Is There an Ideal Physician-to-Population Ratio?
Physician-to-Population Factors and Variances
Hospitals, medical groups, physicians and other healthcare organizations and professionals often express interest in physician-to-population ratios. Are there ratios that show how many physicians in various specialties are needed to serve a population of 100,000? The answer is yes, there are several. However, caution should be exercised when considering these ratios because when it comes to medical service areas, one size does not fit all.
A comprehensive medical staff plan will include not just physician-to-population ratios but also a complete analysis of local demographics as well as a portrait of the existing medical staff.
With that proviso in mind, suggested physician-to-population ratios are worth considering because they at least provide a baseline for how many physicians in various specialties a service area may need, and the base line can later be refined with more data.
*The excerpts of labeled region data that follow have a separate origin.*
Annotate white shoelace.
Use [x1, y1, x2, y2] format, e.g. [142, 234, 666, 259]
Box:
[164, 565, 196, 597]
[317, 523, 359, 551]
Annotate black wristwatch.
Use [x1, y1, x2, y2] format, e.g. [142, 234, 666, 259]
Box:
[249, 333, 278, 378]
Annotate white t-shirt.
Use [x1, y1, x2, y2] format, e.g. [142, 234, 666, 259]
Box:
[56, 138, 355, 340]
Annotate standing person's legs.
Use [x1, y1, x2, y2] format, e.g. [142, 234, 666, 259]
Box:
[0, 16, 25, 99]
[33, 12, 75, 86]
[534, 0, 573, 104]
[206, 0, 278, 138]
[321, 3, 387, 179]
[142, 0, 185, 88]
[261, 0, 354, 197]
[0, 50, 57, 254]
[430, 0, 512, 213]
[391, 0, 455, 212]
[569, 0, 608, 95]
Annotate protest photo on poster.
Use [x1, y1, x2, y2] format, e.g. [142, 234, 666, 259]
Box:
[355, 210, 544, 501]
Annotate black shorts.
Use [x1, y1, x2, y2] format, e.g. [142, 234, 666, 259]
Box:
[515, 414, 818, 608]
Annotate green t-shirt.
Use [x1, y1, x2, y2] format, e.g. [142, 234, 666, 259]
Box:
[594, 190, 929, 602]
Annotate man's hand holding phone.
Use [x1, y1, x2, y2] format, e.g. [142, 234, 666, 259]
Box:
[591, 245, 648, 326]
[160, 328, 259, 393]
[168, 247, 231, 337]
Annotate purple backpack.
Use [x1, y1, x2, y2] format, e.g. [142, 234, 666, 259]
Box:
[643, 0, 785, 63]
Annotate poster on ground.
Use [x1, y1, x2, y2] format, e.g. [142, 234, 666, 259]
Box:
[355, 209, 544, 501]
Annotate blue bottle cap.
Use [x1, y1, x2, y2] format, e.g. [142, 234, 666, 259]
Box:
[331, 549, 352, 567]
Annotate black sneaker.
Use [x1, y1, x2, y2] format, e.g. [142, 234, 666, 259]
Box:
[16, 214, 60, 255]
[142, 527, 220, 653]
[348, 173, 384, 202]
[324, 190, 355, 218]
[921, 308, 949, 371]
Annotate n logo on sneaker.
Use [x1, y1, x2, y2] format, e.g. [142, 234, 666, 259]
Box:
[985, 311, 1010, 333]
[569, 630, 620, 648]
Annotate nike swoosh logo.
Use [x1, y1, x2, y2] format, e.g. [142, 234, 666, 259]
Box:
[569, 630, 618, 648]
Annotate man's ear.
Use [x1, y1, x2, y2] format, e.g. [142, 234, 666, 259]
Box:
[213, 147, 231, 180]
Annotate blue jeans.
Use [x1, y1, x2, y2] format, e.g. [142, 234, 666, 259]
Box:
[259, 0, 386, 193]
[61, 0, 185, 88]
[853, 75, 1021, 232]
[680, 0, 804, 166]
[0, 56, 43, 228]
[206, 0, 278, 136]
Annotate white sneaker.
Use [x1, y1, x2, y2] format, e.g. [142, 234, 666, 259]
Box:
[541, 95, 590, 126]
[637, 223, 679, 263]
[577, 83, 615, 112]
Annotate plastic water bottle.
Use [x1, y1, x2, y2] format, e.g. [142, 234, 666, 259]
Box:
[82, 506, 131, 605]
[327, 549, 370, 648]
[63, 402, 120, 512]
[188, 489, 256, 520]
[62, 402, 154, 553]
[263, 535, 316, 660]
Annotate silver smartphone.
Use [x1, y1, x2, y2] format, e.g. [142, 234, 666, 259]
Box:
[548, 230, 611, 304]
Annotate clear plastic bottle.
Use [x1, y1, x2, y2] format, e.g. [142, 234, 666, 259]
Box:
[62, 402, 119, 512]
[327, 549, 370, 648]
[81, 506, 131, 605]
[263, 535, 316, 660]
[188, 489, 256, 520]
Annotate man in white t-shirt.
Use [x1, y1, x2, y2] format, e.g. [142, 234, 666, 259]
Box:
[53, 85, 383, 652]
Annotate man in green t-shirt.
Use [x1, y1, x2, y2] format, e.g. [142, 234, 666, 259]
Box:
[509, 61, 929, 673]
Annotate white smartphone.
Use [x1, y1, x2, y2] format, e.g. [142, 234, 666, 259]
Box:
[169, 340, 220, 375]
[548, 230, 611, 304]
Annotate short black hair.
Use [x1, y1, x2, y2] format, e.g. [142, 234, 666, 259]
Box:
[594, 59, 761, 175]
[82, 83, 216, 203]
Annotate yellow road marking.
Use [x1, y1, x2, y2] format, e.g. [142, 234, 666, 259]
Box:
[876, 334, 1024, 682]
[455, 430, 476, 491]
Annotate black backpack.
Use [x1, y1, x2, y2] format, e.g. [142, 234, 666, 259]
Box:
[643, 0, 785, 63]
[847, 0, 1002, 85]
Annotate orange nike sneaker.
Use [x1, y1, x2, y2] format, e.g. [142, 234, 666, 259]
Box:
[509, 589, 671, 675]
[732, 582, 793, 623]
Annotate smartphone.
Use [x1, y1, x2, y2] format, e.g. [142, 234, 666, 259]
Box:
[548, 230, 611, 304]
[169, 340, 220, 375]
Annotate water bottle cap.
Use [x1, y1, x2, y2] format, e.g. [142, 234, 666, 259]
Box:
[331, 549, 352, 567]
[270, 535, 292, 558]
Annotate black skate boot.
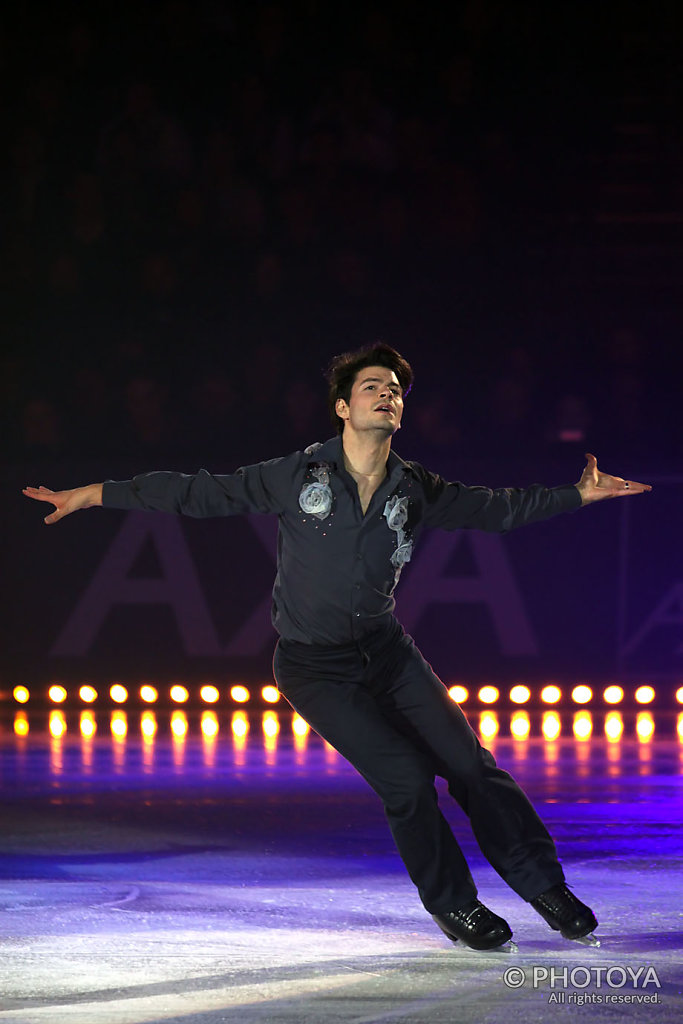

Perhaps the most prominent physician-to-population ratios are the ones promulgated by the Graduate Medical Education National Advisory Committee (GMENAC). Other such ratios include the ones developed by researchers Hicks and Glenn and the consulting firm Solucient. However, all of these ratios, particularly GMENAC’s, which were released in 1980, are dated.
The most recently developed ratios, and the ones Merritt Hawkins believes to be most pertinent, are those developed by the late noted physician supply and utilization expert Richard “Buz” Cooper, M.D. of the University of Pennsylvania. Dr. Cooper’s ratios are the most recent we are aware of and use a real world “demand-based” model to show how many physicians in various specialties a given service area may be able to support economically, rather than how many the area may theoretically need.
Below are some suggested physician-to-population ratios from three sources showing how the ratios may vary.
Suggested Physicians Per 100,000 Population
GMENAC Solucient Cooper
Family Medicine 25.2 22.5 30.4
General Surgery 9.7 6.0 7.9
The variances in these ratios illustrate why a more in-depth picture is needed when developing a medical staff plan to ensure the plan fits the characteristics of a particular service area.